Tuesday, July 24, 2007

One Man's Trash ... is Another Man's Treasure!

Jared and Elissa came home yesterday to pack up his room and all his belongings for the move to Memphis. It was so sad for me to watch him pack it all up. Mainly, just knowing that he's really moving ......... it's final, he's going and I'm kind of happy for him! ... and kind of sad for me!

I have my moments when I think I'm really going to miss him. I still have little aches in my heartstrings when I think that he won't be coming in here every night and carrying on with his BS. He gives me a big string of BS... it's kind of his "thing" with me .... kind of a Mom thing. I know he's full of it .. and I know this is his way of saying, "I love you Mom!". He would tell me almost every night that I stink, or that I can't read, then laugh! He would bug me to death or grab me and hug me tight and not let go. It really sucks when your kids grow up bigger than you and are stronger! You're at their mercy!

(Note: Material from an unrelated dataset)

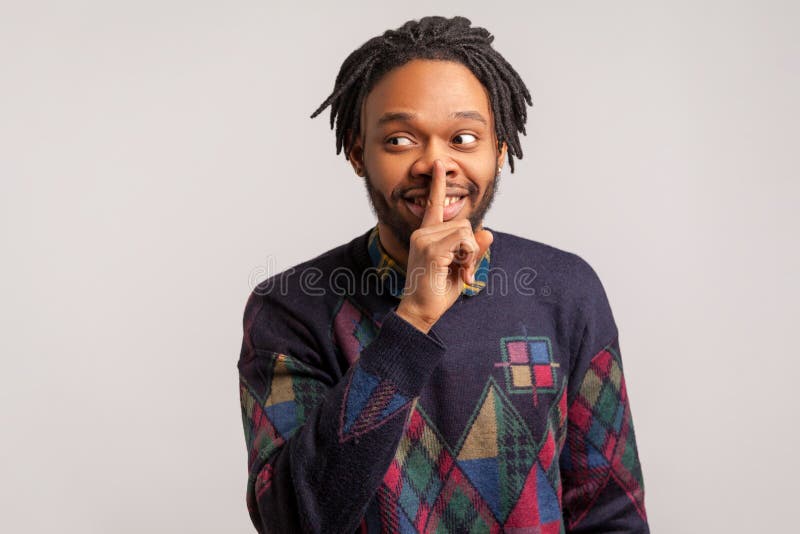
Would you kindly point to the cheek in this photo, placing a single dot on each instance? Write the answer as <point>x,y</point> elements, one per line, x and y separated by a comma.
<point>387,173</point>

As I watched Elissa go through his things to pack ... I wanted to do it for him. I wanted to keep everything that meant anything to him and pack it away for forty years or keep it forever. What I really wanted to do was to keep him little a little while longer. But I can't. He's married now, and they're on an adventure! As I watched her throw things away ... I cringed a little! Even over things that had absolutely no meaning. Things that I know were worthless, but lifetime memories for me. I think it's just a phase that Mom's go through.

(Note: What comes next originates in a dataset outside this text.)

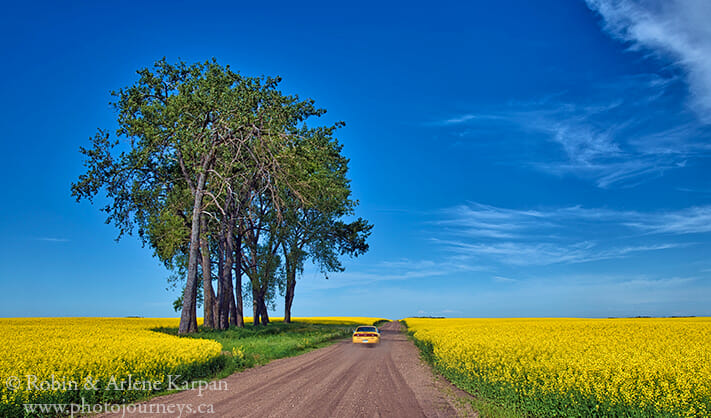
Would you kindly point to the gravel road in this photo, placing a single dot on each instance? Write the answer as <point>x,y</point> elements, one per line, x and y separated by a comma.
<point>341,380</point>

The funny thing is, is that Jared isn't my first to leave home. He's my fourth child and I know that I'm not having empty nest syndrome because I still have two year triplets at home. But it's kind of like closing one era and opening another .... sort of like the end of the road raising my four older kids. I knew it was coming but was wasn't prepared and I feel like I've been slapped across the face and hurled off of a big cliff. Is that normal? I didn't know that cutting apron strings would hurt so much.

I have to perk myself up somehow .... so instead of being sad .... I've decided that I'm getting a NEW OFFICE! Yay for me! I'm going to have a place to leave out my scrap booking supplies, and all my beading stuff. My treasures will be everywhere! His stuff is gone! When he leaves at noon tomorrow ... I'm calling a painter and giving that old room a face lift. I'm going to decorate it just the way I want it ... and I'm moving in! I think I'll keep a few pictures of the kid hanging around!~ Just in case I need to cry again and just in case I get really lonely at night when everyone else is in bed and I'm missing him!